Thorolf's thick lips curled in a sneer. "I have as much right to be here as any man. The ancient law--"
"During this journey, I am the law," Hauk warned silkily. "You will either follow my commands or pay the price." He shifted to a tone that some women had told him was even icier than his blue eyes. "You know from experience that I do not make idle threats."
Thorolf held his stare, gaze glittering with a lifetime of hatred, before he looked away uncomfortably.
"All will be well," Keldan said in a soft voice, trying to make peace, as usual. "We will follow your orders, Hauk, as we promised. But even if one of us is captured or killed, there is no chance that our secret could be discovered."
Hauk fingered the rough fabric of his cloak, hoping that was true. They had taken pains to appear unremarkable. Uninteresting. Unworthy of attention. They had removed their gold armbands and jeweled torques, shaved their beards, donned the tunics and leggings favored by common European traders. Hauk had left all mark of his rank and office behind--except for his sword.
Even their ancient ship had been carefully disguised, its name sanded away, the carved dragon's head removed from the prow. Stripped of its finery, the weathered longboat looked like a derelict left over from another age, battered but still fierce.
The thought made Hauk's lips curve in a rueful half smile. The same could be said about him.
Shaking his head, he stared off into the fog. "Every time we set foot in their world," he said quietly, "we risk exposing our secret."

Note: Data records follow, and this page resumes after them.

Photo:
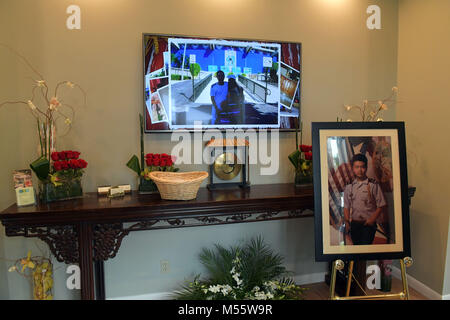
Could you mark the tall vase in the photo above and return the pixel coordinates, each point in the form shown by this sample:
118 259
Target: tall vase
65 190
47 138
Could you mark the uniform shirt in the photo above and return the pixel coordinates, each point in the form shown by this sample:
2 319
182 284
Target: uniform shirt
219 92
361 203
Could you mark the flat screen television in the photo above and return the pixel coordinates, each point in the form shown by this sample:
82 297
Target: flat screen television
220 83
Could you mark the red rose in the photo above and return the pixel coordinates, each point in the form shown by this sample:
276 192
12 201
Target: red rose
73 164
55 156
57 165
64 164
304 148
81 163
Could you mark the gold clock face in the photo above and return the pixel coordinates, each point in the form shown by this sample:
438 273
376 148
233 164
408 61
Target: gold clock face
226 166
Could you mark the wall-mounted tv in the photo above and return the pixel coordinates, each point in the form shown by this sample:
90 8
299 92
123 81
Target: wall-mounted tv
220 83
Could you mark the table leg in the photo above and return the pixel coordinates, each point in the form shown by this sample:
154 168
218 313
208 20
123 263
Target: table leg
86 262
100 280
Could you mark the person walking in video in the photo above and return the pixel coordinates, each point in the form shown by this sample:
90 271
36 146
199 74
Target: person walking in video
219 92
235 101
363 203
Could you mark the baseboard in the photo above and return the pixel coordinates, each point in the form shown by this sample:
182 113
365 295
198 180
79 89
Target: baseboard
147 296
299 279
310 278
419 286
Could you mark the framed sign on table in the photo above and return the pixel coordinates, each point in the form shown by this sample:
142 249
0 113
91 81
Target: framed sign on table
360 191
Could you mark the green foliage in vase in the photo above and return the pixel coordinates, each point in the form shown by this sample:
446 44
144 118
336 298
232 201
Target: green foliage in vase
252 271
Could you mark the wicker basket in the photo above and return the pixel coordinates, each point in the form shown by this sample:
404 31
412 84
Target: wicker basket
178 185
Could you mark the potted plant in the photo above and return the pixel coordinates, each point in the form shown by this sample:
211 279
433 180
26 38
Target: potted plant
39 271
251 271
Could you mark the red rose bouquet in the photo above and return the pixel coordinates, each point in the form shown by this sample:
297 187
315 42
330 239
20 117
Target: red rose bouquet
158 162
301 159
61 176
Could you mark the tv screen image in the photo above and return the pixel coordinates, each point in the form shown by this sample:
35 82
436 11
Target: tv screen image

"But we have taken every precaution. Looking at us, no one could tell us apart from ordinary men--"
"Keldan, we are not ordinary men."
His young friend fell silent for a moment. "In every way that matters, we are," he insisted stubbornly. "We feel joy and pain, we eat and sleep and laugh and bleed. We want what any man wants, to have a wife and a family--"
"But we are not ordinary men," Hauk repeated, fixing him with a hard stare. "We are different, Kel. Someday you will learn to accept that."

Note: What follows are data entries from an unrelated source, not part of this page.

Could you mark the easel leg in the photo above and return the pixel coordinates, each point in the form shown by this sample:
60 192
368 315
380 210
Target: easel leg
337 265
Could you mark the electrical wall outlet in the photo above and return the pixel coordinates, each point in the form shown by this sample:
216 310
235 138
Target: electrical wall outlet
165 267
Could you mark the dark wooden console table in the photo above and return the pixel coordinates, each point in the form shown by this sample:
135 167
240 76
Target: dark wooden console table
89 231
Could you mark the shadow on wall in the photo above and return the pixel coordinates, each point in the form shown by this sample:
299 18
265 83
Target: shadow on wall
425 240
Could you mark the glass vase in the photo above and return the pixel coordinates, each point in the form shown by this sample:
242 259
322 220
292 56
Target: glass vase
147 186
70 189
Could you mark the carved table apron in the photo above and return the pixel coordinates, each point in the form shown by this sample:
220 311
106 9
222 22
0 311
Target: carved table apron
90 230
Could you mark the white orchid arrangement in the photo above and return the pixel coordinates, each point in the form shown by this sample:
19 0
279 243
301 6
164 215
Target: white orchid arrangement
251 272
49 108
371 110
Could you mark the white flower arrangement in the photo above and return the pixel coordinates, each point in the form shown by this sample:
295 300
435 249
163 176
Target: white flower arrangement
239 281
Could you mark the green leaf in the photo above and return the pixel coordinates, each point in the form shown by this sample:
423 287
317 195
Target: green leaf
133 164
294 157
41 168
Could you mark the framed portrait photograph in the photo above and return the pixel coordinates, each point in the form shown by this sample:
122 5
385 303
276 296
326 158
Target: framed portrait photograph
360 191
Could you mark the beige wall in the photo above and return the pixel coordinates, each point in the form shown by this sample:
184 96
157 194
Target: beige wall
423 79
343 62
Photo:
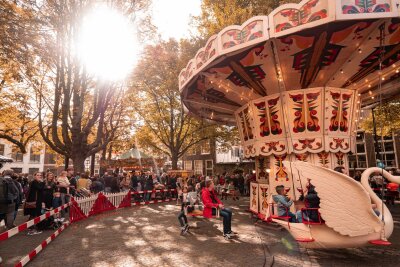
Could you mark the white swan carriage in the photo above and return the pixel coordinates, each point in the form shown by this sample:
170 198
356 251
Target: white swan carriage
346 209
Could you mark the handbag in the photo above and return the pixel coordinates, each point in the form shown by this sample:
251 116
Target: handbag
31 204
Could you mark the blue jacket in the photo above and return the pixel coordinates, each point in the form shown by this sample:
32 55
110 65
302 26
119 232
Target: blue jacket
283 204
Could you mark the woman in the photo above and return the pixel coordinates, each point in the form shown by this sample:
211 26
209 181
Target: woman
211 203
34 200
49 189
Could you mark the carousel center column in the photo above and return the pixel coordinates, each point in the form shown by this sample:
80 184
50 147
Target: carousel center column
315 125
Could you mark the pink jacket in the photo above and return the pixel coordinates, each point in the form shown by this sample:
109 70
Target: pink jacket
207 202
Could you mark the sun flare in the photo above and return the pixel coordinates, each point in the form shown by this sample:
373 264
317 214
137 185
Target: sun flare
107 45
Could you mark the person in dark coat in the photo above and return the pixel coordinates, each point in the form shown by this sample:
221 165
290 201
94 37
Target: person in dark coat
312 204
35 194
49 190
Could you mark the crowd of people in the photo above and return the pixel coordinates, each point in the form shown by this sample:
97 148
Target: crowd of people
381 186
46 190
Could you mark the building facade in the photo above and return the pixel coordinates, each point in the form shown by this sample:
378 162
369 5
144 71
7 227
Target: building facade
366 154
30 162
38 158
207 159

Keldan's brown eyes held a hint of sadness. But then he waved a hand as if to brush the subject away, grinning. "Well, I for one intend to enjoy every second of this journey. And if aught goes awry..." His smile widened. "Who wants to live forever?"

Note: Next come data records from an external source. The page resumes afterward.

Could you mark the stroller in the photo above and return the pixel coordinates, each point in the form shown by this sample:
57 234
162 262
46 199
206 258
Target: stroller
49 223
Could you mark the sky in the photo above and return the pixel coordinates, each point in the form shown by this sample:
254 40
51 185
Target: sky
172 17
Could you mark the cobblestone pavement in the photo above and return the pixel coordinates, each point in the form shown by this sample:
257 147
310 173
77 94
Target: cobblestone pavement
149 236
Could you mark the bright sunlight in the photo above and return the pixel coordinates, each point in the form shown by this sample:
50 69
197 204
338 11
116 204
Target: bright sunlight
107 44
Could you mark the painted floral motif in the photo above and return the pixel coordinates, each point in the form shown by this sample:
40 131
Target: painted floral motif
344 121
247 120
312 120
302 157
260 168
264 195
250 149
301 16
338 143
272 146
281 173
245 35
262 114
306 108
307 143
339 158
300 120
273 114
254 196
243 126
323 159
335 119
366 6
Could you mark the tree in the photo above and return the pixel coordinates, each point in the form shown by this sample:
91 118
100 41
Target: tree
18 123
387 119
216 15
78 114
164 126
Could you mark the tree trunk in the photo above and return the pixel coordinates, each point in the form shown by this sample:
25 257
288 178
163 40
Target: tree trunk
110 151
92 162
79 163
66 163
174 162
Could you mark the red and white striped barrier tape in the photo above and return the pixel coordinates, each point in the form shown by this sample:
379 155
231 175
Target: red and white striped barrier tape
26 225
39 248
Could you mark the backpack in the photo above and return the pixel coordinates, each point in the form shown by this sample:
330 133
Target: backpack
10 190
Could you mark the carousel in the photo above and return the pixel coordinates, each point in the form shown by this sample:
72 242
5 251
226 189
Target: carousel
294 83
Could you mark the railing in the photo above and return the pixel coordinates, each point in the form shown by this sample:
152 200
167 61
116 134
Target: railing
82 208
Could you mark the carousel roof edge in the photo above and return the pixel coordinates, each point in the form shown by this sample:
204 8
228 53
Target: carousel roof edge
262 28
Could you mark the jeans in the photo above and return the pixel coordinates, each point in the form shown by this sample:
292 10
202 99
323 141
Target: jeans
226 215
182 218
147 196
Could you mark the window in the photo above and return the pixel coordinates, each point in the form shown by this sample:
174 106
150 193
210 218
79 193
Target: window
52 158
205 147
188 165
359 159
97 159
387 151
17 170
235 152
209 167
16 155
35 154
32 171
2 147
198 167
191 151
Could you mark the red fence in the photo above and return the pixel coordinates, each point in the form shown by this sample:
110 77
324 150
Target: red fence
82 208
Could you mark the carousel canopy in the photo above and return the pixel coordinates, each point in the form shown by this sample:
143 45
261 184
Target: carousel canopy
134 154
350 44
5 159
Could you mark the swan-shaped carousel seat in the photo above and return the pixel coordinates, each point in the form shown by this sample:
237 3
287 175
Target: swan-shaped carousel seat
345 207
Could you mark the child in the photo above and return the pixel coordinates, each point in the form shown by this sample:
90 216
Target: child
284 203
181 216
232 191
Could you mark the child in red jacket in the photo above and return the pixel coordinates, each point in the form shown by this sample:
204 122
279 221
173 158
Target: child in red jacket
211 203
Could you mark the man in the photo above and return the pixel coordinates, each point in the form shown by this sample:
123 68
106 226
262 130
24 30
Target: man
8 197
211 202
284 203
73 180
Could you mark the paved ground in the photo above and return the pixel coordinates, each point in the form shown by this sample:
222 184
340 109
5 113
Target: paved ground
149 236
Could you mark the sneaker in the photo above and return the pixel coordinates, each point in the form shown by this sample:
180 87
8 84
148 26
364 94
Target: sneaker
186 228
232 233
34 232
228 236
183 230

Hauk arched one brow. "You may not find that so funny two days hence when we land at Antwerp."
"I expect I shall have far more pleasant things to think about in Antwerp. This trade fair should offer a great variety of women from all over the continent." He looked as excited as a boy choosing among a shiny array of new playthings. "I want an exotic beauty--a Moorish girl, or a dark-eyed firebrand from Tuscany, or a Scottish lass with red hair and freckles like Rolf's wife." His smile fading a bit, he lowered his voice, speaking for Hauk's ears alone. "You might find a new bride for yourself, my friend...have you considered that?"
Hauk swallowed hard and glanced away. Nei, he had not considered it. Not for a moment. He had lost his first wife in childbirth, and his second...
He had outlived his second.
"Never again, Kel," he said bitterly. "Never. I am here to watch over you and the others, that is all." Under his breath, he added, "A man can get used to living alone."
Even as he whispered those words, the last of the fog parted before the ship's prow, a west-born wind filled the sail, and the longboat swept into the open sea.